In the Baltic Sea region, both public and cross-border actions by private organizations have been quite effective in reducing the burden on the sea. However, it is good to remember that Europe’s largest desert is at the bottom of the Baltic Sea. Once dead, the seabed takes a long time to recover. If recovering at all.
There are areas in every sea that are more sensitive to external stress, such as nutrient loads, than others are. In the Baltic Sea, such an area is, for example, the Archipelago Sea between Finland and Sweden. The archipelago sea is very shallow on the Finnish side. The average depth is only 23 meters. Thousands of small islands affect water flows and nutrient loads brought by rivers in the catchment area dissolve in a relatively small amount of water. This had caused the eutrophication of the Archipelago Sea, although stricter agricultural regulations have reduced the amount of nutrients used already for a couple of decades. Over the last hundred years, more than 40 million tons of mineral phosphate have been imported from outside to the Baltic Sea catchment area. We know now that it takes decades to drain from the fields into the sea.
With the eutrophication of the sea, both natural values and business opportunities are lost.
The widespread application of the principles of the circular economy in the marine environment would be the key to improving marine health*. It would also provide much greater opportunities for the use of the goods provided by the seas. For the most part, for example, the technology for making recycled fertilizers already exists.
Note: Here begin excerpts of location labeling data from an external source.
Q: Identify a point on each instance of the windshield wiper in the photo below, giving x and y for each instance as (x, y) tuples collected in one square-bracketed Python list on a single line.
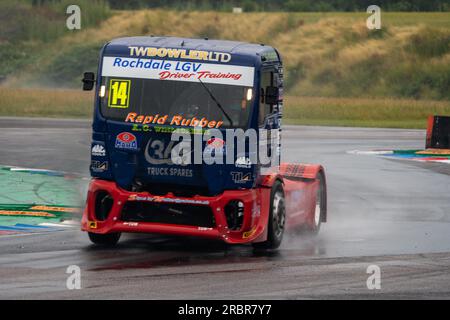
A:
[(217, 102)]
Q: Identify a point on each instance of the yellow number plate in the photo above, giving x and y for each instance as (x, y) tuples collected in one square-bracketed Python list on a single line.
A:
[(119, 93)]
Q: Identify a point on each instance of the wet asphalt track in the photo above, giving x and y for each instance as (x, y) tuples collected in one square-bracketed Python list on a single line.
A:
[(392, 213)]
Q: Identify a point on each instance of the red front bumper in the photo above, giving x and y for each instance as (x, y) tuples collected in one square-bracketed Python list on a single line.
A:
[(253, 228)]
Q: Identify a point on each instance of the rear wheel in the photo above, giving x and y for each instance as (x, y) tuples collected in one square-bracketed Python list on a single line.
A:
[(109, 239), (277, 219)]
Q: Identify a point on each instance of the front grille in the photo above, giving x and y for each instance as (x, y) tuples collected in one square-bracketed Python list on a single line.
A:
[(170, 213)]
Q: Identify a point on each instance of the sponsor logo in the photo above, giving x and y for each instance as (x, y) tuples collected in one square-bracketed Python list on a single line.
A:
[(98, 150), (248, 234), (172, 172), (135, 197), (167, 70), (56, 209), (241, 177), (176, 120), (243, 162), (26, 213), (126, 140), (131, 224), (189, 54), (99, 166)]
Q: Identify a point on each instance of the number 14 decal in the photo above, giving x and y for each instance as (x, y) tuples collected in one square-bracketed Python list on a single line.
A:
[(119, 93)]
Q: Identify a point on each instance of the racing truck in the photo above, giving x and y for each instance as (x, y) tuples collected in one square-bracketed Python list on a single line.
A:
[(178, 129)]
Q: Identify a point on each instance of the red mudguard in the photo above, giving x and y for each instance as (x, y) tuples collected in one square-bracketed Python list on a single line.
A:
[(300, 186)]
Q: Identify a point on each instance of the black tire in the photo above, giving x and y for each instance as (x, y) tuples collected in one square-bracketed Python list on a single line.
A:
[(109, 239), (321, 205), (277, 219)]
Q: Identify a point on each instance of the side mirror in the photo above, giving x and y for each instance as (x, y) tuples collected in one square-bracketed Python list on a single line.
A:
[(272, 95), (88, 81)]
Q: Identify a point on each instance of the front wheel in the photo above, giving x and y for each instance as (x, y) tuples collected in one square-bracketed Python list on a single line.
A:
[(109, 239), (277, 219), (321, 205)]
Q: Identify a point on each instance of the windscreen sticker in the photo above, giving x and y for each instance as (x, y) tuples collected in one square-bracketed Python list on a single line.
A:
[(177, 71), (119, 93)]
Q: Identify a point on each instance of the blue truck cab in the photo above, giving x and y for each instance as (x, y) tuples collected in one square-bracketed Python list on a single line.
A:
[(149, 86), (156, 97)]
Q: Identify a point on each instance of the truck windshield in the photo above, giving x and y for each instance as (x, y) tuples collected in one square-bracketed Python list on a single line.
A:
[(179, 100)]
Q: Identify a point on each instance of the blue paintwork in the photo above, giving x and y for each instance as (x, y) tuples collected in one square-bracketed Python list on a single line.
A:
[(124, 166)]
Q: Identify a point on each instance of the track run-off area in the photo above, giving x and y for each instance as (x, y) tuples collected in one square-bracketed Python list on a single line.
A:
[(386, 211)]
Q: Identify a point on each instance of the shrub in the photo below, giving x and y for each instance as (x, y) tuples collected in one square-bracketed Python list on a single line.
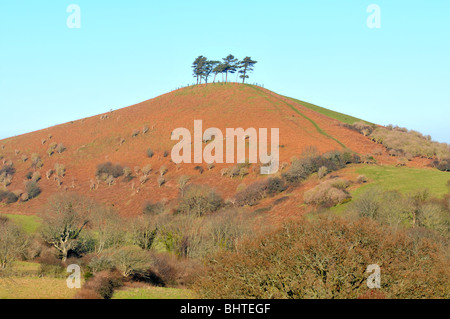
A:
[(302, 168), (243, 172), (259, 190), (3, 194), (60, 170), (146, 170), (143, 179), (328, 193), (60, 148), (127, 173), (154, 209), (36, 176), (327, 258), (182, 183), (199, 200), (443, 164), (361, 179), (163, 170), (323, 170), (36, 161), (102, 284), (400, 141), (161, 181), (199, 169), (32, 189), (100, 263), (361, 127), (110, 180), (129, 260), (11, 198), (108, 169), (49, 173)]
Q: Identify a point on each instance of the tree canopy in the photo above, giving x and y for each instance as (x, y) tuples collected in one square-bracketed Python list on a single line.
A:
[(203, 68)]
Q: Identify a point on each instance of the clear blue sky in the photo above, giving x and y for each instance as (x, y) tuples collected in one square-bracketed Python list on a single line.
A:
[(318, 51)]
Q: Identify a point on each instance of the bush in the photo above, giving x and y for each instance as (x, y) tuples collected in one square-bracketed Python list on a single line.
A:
[(259, 190), (327, 258), (129, 260), (328, 193), (154, 209), (60, 170), (108, 169), (36, 176), (199, 169), (199, 200), (443, 164), (323, 170), (36, 161), (32, 189), (146, 170), (102, 284), (11, 198), (161, 181), (127, 174), (163, 170), (302, 168), (60, 148), (361, 179), (100, 263), (401, 142)]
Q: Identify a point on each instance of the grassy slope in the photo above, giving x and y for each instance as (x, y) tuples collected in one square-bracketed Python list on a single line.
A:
[(153, 293), (29, 224), (403, 179), (35, 288), (307, 118), (344, 118)]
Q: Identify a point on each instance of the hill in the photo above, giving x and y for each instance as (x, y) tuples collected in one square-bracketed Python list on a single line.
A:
[(119, 137)]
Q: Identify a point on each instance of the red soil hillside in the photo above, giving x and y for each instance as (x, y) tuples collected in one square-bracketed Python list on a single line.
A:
[(95, 140)]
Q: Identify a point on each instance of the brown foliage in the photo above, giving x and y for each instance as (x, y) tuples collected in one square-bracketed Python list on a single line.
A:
[(328, 258)]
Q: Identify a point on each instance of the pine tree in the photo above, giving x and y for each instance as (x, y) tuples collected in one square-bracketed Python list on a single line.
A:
[(198, 66), (246, 66), (218, 68), (208, 68), (229, 65)]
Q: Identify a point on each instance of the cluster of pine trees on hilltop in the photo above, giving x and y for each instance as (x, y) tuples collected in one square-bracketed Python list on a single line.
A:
[(203, 68)]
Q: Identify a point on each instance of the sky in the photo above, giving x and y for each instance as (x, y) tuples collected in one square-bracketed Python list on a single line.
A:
[(321, 51)]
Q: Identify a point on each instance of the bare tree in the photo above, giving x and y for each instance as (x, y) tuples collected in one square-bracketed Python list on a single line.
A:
[(64, 217), (12, 242)]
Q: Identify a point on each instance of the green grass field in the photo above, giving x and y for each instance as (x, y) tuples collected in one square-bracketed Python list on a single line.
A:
[(29, 224), (344, 118), (35, 288), (404, 179), (153, 293)]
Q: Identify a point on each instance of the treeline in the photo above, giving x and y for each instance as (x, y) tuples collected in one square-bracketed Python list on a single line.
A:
[(204, 68)]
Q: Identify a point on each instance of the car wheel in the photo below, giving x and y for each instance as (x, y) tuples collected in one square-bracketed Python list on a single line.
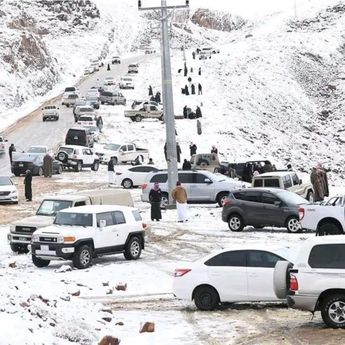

It is an outmost importance that we apply immediately all possible means to reduce nutrient flow into Archipelago Sea and develop rapidly new technology to remove excess of nutrients both from the catchment area and directly from the sea. Removal of nutrients, especially phosphorus and nitrogen, in large scale from the ecosystem formed by the catchment area of Archipelago Sea and the sea itself is urgently needed to save this unique ecological entity with tens of thousands of small islands and characteristic fauna and flora.
*This has been discussed in details in our recent book entitled “Saaristomeren Sininen kirja” in Finnish and “Skärgårdshavets Blåa Bok” in Swedish (ISBN 978-952-69442-3-4 (PDF)).